RDS vs DynamoDB
Compare managed relational databases with managed NoSQL key-value and document storage in AWS.
Databases
Amazon RDS
Amazon RDS is a managed relational database service for engines like PostgreSQL, MySQL, and others. It is used for structured data, SQL queries, transactions, and relational models.
Databases
Amazon DynamoDB
Amazon DynamoDB is a managed NoSQL database designed for very high scale, predictable low latency, and key-value or document access patterns.
Key Differences
RDS is relational and SQL-based, while DynamoDB is NoSQL and optimized for key-value or document-oriented access.
RDS supports joins, transactions, and structured relational models, while DynamoDB is designed around access patterns rather than relational modeling.

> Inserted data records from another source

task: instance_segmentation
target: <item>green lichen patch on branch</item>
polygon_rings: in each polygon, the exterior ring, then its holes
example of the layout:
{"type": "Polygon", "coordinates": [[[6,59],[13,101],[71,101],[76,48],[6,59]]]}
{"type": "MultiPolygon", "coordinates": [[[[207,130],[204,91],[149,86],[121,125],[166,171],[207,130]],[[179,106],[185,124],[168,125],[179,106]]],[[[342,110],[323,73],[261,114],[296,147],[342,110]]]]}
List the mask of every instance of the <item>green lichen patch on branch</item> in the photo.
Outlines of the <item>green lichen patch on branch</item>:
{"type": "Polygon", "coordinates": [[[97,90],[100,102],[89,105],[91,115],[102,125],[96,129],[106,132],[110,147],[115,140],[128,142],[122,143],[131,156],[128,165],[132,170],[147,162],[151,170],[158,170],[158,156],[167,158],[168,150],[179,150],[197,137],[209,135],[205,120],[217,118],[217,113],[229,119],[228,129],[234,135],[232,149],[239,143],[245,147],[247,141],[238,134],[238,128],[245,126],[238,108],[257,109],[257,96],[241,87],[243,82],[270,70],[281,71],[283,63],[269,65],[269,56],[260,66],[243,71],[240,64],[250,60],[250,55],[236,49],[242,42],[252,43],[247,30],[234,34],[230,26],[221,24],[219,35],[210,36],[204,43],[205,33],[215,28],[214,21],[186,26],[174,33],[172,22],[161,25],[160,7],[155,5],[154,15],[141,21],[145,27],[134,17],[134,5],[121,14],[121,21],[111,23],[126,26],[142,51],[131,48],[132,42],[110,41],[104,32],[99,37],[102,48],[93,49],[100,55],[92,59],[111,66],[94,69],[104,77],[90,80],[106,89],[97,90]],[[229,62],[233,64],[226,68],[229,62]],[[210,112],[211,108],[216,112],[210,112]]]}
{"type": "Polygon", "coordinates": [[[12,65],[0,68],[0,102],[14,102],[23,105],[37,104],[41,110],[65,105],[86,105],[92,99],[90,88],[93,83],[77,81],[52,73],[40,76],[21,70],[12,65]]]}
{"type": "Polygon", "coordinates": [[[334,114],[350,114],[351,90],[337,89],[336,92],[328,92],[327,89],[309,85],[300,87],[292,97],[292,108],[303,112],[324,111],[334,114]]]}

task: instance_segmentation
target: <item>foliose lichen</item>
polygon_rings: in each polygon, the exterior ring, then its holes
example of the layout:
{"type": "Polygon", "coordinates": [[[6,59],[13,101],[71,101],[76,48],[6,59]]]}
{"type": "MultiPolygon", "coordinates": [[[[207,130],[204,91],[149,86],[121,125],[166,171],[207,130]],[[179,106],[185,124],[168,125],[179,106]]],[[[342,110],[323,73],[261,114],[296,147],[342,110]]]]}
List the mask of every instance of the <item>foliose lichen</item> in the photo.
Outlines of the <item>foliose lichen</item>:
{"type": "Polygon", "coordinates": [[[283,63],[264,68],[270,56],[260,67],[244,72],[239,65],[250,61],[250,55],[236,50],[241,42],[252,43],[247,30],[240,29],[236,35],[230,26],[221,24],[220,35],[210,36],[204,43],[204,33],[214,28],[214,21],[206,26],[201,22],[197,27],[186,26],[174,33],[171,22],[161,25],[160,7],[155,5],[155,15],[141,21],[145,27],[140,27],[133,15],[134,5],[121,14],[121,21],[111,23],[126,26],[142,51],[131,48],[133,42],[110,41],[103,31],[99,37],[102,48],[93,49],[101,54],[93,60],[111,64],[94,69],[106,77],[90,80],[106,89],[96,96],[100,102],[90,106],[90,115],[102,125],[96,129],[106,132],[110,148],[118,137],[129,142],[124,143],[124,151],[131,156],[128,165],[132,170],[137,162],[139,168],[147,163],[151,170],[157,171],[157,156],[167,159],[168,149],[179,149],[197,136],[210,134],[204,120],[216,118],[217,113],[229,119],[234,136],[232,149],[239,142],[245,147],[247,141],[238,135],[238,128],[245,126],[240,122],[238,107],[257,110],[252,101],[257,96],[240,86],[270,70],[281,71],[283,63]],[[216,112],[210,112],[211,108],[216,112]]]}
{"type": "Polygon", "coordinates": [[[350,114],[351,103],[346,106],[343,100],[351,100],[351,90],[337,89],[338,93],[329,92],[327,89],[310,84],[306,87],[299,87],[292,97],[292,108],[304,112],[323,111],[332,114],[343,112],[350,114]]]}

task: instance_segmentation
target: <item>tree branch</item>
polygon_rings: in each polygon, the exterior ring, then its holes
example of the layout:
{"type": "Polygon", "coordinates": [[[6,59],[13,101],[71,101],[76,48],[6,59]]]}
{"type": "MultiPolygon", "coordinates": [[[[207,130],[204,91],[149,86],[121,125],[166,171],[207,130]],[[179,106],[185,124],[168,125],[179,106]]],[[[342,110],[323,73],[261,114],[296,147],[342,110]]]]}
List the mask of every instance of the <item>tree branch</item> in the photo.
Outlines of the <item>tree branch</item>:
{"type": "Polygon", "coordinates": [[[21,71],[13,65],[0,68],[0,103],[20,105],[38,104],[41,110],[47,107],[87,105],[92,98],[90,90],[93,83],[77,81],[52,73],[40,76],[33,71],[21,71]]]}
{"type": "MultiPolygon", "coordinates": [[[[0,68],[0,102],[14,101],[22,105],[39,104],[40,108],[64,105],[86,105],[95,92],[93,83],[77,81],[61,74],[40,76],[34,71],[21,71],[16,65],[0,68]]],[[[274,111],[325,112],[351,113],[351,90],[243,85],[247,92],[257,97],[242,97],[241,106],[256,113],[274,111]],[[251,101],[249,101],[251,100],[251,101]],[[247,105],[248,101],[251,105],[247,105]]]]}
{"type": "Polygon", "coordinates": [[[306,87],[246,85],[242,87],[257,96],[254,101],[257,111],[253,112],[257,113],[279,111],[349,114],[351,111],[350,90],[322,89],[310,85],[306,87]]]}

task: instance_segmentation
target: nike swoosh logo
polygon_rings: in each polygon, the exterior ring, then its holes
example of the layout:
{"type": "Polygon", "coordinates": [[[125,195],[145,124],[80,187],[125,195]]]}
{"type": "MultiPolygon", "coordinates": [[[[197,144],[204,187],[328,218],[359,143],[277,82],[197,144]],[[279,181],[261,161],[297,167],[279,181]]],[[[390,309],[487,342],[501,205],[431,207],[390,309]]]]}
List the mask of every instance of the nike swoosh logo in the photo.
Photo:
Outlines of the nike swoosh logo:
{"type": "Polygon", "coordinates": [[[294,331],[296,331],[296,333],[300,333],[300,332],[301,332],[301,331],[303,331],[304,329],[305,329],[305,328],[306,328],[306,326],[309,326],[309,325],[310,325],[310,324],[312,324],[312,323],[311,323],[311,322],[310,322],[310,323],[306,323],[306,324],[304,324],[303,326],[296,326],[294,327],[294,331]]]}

DynamoDB is built for massive horizontal scale and low-latency reads and writes, while RDS is stronger for relational consistency and rich querying.
RDS requires schema design around tables and relationships, while DynamoDB requires careful partition key and access-pattern design.
DynamoDB removes much of the scaling complexity for high-throughput workloads, while RDS often needs more traditional database scaling strategies.
The choice depends more on data model and access patterns than on raw popularity.
When to Use
When to use RDS
Use RDS when your application relies on structured relational data, SQL queries, transactions, constraints, and strong table relationships.
When to use DynamoDB
Use DynamoDB when you need massive scale, predictable low latency, and data access built around well-defined key-based patterns rather than relational joins.
Tradeoffs
RDS is better for relational logic and SQL, but less naturally elastic for certain large-scale access models.
DynamoDB scales extremely well, but requires stronger discipline around partitioning and access-pattern design.
RDS is often better for relational business applications, while DynamoDB is often better for high-scale event, session, and lookup workloads.
Common Mistakes
Choosing DynamoDB without designing access patterns first.
Choosing RDS for workloads that need ultra-high key-value scale more than relational querying.
Treating NoSQL as automatically better just because it sounds more scalable.
Interview Tip
A strong short answer is: RDS is for relational SQL workloads, DynamoDB is for high-scale NoSQL access patterns.